Là nous savons et connaissons; là nous sommes bienheureux et unis à
Dieu en amour... Là nous sommes tous ravis, sans l'aide de notre
esprit et hors de lui, jusqu'en notre béatitude superessentielle
avec Dieu, au-dessus de notre être créé, dans un abîme sans fond qui
est l'essence divine, jamais ébranlée ni par Dieu, ni par les
créatures..."
(Chapitre 14)
Cette contemplation de Dieu en Dieu
permet à Ruysbrœck, et à ceux qui ont atteint ce degré d'amour, de
découvrir Dieu dans son essence même, c'est-à-dire dans son unité et
son unicité. Ruysbrœck écrit:
"La nature féconde des personnes
divines, selon laquelle trinité est en unité et unité en trinité,
est éternellement agissante en vivante distinction. Mais la simple
essence de Dieu, en tant qu'essence simple, est un éternel repos de
Dieu... pour Dieu seul, essentielle et pour nous superessentielle...
au-dessus de notre nature créée... Et là nous sommes tous, selon
notre superessence, au-dessus de notre nature créée, une essentielle
unité avec Dieu, éternellement en repos et inactive... "
7-1-La Sainte Trinité se manifeste
"Nous comprenons que nous sommes une vie éternelle avec notre Père
céleste, en cette source d'où nous avons été créés. Nous trouvons
aussi en son Fils... la vérité éternelle en qui nous vivons tous
au-dessus de nous-mêmes... Nous avons aussi l'assurance dans
l'Esprit-Saint, qu'il nous a aimés de toute éternité, et qu'il nous
a prédestinés à posséder toutes les vertus et à être un avec lui en
amour. Il nous envoie, ornés de grâces et de dons, pour accomplir sa
volonté par toutes les vertus et toutes les bonnes œuvres, pour
vivre selon sa très chère volonté et pour suivre le Christ...

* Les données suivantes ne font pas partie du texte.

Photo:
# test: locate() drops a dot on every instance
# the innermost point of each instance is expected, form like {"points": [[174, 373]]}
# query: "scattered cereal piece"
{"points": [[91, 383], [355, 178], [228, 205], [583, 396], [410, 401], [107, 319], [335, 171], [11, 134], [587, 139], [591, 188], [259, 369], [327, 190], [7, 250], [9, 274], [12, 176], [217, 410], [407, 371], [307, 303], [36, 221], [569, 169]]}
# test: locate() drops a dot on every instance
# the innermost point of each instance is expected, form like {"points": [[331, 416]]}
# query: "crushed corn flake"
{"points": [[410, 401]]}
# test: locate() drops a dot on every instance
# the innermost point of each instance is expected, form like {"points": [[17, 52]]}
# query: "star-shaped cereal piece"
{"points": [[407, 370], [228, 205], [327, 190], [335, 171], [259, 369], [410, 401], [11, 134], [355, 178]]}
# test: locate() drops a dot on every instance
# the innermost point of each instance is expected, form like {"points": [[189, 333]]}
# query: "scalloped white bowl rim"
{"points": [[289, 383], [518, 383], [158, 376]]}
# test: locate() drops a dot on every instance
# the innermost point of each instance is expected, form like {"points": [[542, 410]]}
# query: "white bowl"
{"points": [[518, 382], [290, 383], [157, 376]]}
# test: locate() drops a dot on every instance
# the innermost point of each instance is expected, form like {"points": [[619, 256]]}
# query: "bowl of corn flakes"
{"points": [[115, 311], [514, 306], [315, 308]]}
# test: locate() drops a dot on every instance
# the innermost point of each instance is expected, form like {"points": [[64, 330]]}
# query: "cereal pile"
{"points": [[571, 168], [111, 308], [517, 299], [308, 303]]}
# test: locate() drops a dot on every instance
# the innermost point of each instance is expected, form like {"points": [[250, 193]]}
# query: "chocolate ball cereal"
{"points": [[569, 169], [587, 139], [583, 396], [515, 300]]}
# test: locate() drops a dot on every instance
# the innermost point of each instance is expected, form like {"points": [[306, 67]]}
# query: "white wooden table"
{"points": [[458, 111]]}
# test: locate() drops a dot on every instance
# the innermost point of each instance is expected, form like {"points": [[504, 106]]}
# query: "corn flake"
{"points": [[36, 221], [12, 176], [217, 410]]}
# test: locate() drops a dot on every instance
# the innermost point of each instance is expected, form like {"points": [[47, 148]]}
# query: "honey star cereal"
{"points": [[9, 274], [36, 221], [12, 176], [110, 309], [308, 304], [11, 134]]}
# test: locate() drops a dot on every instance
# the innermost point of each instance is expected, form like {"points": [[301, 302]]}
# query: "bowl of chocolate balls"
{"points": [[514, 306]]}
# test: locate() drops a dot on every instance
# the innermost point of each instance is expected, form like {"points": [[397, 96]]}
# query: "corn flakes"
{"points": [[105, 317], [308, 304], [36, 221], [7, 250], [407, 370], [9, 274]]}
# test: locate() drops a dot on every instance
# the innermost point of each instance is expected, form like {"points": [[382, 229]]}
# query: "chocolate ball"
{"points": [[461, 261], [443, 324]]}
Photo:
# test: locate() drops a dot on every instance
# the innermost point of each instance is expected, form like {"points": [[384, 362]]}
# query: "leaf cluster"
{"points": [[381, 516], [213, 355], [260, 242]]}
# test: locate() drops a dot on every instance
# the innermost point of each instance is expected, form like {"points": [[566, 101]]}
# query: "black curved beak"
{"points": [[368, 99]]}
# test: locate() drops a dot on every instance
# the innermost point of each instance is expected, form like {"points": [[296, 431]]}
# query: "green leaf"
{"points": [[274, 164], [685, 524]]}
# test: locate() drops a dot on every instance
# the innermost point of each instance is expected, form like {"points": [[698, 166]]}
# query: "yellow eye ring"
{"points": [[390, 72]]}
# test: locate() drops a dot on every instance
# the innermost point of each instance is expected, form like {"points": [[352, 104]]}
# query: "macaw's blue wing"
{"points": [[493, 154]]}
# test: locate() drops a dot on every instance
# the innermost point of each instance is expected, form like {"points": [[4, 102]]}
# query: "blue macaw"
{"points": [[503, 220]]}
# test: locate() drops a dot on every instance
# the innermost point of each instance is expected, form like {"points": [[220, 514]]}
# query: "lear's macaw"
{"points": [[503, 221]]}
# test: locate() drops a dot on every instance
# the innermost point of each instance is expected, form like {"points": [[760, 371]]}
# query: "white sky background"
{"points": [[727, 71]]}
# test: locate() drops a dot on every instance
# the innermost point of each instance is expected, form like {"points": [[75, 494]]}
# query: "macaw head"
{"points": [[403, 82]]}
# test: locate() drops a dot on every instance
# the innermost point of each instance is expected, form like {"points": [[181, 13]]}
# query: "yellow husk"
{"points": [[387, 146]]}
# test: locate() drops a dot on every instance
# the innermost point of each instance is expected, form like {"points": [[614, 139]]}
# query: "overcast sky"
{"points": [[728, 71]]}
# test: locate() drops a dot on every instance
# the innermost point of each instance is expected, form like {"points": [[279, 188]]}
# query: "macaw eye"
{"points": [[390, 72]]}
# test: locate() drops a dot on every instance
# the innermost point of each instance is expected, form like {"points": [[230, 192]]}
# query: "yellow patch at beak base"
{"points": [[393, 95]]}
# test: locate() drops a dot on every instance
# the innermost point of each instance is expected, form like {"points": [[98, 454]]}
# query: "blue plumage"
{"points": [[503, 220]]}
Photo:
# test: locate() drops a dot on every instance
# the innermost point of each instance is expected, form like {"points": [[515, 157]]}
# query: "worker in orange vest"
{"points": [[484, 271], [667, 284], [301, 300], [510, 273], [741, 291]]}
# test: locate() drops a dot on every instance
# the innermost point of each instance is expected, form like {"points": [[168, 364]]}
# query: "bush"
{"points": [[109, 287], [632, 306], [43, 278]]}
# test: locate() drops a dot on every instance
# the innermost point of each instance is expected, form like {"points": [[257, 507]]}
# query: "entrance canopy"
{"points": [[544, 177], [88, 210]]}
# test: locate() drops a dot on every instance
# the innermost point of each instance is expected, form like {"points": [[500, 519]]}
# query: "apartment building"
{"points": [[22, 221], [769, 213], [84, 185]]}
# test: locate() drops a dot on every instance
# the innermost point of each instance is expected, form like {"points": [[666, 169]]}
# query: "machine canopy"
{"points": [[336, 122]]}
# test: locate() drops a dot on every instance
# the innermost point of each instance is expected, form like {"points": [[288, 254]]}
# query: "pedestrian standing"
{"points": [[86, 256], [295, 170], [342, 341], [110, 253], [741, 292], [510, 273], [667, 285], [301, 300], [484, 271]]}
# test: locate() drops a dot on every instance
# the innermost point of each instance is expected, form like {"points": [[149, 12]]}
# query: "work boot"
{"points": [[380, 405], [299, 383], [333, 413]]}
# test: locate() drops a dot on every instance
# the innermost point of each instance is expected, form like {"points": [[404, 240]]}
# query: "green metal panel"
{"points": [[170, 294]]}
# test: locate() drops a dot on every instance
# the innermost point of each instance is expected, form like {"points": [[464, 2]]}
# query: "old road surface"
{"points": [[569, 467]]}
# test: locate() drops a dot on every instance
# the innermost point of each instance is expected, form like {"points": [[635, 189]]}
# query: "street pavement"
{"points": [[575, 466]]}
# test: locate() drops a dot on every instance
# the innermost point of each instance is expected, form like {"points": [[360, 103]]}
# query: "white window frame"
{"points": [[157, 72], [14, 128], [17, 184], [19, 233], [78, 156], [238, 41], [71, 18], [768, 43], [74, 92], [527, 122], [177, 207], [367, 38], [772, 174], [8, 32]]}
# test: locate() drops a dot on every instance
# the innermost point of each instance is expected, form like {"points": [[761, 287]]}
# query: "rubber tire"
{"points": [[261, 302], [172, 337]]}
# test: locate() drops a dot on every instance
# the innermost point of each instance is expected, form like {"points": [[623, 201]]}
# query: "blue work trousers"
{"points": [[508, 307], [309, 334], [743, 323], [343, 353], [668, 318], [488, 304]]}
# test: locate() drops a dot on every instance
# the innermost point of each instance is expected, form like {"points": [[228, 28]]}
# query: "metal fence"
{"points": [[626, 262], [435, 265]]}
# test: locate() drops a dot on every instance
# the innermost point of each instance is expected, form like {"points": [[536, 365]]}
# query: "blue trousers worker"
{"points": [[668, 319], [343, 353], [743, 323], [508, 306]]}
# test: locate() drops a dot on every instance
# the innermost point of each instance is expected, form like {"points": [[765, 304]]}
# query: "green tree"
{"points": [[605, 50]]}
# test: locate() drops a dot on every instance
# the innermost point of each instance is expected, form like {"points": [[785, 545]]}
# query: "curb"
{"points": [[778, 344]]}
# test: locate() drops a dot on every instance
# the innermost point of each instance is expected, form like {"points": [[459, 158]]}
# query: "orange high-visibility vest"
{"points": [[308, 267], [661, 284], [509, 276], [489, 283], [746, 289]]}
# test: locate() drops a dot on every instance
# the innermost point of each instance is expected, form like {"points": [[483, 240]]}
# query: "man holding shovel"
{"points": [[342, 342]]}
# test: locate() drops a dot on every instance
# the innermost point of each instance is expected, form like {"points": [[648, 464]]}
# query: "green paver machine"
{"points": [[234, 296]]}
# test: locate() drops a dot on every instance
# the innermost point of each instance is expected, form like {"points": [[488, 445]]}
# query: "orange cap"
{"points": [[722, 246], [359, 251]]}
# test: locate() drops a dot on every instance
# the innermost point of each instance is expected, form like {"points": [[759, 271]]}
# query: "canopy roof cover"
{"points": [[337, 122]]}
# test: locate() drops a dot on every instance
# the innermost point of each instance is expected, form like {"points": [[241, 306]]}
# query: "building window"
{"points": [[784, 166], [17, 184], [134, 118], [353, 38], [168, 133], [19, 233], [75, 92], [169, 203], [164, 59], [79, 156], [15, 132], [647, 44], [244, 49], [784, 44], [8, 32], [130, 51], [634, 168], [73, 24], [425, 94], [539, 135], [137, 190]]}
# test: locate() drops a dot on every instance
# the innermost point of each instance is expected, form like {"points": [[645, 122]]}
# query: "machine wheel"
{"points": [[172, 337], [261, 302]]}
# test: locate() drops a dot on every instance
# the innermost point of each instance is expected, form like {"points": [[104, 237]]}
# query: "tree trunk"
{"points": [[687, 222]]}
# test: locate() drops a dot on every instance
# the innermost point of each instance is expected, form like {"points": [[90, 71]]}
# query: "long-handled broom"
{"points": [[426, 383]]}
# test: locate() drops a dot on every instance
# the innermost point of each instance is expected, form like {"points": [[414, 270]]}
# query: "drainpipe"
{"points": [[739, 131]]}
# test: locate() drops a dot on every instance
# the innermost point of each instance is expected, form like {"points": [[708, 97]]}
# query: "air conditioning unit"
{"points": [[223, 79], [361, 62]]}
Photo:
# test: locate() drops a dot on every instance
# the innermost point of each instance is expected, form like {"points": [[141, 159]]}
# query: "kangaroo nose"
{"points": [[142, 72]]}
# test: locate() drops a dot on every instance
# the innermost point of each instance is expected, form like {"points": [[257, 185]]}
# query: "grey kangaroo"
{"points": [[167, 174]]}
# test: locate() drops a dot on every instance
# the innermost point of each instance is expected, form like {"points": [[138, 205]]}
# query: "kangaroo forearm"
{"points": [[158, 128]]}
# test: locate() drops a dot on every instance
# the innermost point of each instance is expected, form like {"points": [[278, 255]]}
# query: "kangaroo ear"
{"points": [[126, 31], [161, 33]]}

De même que le Père a envoyé son Fils Jésus-Christ... pour vivre et
mourir pour nous, ainsi Jésus-Christ son Fils nous envoie à son
tour, et nous donne son Esprit, afin que nous vivions en charité
mutuelle, en vertus et en toutes bonnes œuvres. Ainsi sommes-nous
ses disciples... et nous pouvons croître et progresser dans la grâce
et dans la vertu, et reproduire la vie de Notre-Seigneur
Jésus-Christ..."
(Chapitre 14)
Plus loin Ruysbrœck reviendra sur la Sainte Trinité et affirmera:
"On donne à Dieu plusieurs noms, cependant sa nature est une en
trois personnes distinctes, Père, Fils et Saint-Esprit: une seule
nature féconde en trinité de personnes. C'est à cela que nous devons
conformer notre pensée, notre foi et notre vie... Pour être reçu et
élu dans la joie éternelle de Dieu, il faut être revêtu de la vie de
Notre-Seigneur Jésus-Christ, et lui être uni intérieurement
moyennant sa grâce et nos bonnes œuvres car ainsi il vit en nous et
nous en lui... Entre la ressemblance avec Dieu en nous et notre
unité avec Lui, se trouve, comme intermédiaire... la lumière et le
feu du Saint-Esprit. Cette lumière nous montre que nous sommes un
avec Dieu en amour et en fruition, et que nous lui ressemblons par
le moyen de sa grâce et de nos vertus... Le feu du Saint-Esprit nous
maintient dans une connaissance et un amour constants; il nous donne
en même temps la consolation et l'avant-goût de la gloire de Dieu,
et il est le gage de notre béatitude éternelle." (Chapitre 16)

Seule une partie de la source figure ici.